Exercise—when done right—is constructive for your health. This isn’t anything new; many of us are aware of the manifold benefits that come from physical exercise, whether that is swimming, spinning, running, rowing, dancing, or countless other activities known to increase your heart rate. Whatever it is, exercise has the power to…
- boost your mind, decreasing feelings of anxiety & stress
- play a vital role in building & maintaining strong muscles & bones
- aid in skin health due to increased blood flow and antioxidant production
- enhance sleep quality and relaxation
- improve brain function, especially memory and thinking skills
Another known “benefit” of exercise is weight-loss. People are likely to increase their fitness routine in hopes of shedding x amount of pounds. While this is possible, here’s why exercise alone is not the most efficient way to achieve your weight-loss goals.
The human body’s energy system is a lot more complicated than simply “calories in equal calories out.” Researchers have tracked that people who increased their workouts and simultaneously keeping their diets the same found they lost less than a few pounds. This is due to exercise only accounting for a small percentage (less than 30%) of our daily calorie burn; in other words, more calories are burned doing everyday activities, ones that are as simple as breathing & digesting.
Another factor into this account is that exercise can undermine weight loss, especially in regard to how many calories you think you burned. I’m a part of this, too, guilty of telling myself I deserve that extra scoop, that extra piece, that extra whatever because of the spin class I went to that morning. Due of this, increasing your workout routine does hold the potential to make you gain weight, which is counterproductive if your ultimate goal is to lose it.

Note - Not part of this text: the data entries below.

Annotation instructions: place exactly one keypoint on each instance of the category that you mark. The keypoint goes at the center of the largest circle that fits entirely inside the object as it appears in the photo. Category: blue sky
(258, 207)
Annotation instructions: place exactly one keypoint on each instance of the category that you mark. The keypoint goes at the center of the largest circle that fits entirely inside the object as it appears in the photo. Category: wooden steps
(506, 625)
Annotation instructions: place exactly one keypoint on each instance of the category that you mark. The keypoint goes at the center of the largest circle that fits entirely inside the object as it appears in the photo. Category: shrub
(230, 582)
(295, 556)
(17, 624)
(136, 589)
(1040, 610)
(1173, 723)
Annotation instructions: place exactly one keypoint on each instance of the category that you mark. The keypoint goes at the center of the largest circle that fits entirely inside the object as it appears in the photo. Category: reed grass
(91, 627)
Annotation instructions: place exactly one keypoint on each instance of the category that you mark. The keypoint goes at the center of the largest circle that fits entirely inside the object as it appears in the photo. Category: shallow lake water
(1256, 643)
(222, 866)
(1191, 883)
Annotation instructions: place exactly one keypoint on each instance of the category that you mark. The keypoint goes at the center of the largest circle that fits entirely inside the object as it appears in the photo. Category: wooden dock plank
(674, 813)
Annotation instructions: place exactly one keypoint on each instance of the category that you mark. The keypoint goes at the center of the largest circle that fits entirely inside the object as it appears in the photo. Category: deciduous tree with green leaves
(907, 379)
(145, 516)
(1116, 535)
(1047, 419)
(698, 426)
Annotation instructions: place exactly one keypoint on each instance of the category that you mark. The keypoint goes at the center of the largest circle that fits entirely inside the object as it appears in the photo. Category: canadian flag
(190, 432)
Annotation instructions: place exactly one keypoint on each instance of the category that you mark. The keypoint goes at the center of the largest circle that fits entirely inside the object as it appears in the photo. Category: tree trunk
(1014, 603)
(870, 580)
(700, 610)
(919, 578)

Don’t get me wrong. Mental health is a huge factor, and there’s nothing wrong with enjoying ice cream, pizza, and a million other delicious foods the world has to offer. I know how easy it is to get caught up in what’s “healthy,” forgetting that my mindset may be the part that’s actually suffering.
If you’re looking to lose weight, the best strategy really does seem to be focusing on obtaining wholesome foods, watching portion sizes, and making sure you’re not sedentary at a desk all day. Despite the possibilities of weight gain that come with exercise, there are also numerous benefits that outweigh any hindrances. Be sure to get quality sleep, give yourself time to relax, and find daily routines that works for you. Of course, all of this is much easier said than done.
Lastly, it is essential to understand that a number on the scale is not equivalent to being happy long-term. Life always will come with setbacks, with challenges, with struggles. These are meant to be dealt with; they hold power make you stronger and more resilient. No matter what number you read standing on a scale, you are worthy of being happy, loved, and, yes, drinking a milkshake once in a while. Don’t let a weight tear you down or define you—A number is not equal to being happy, no matter how deceiving it is.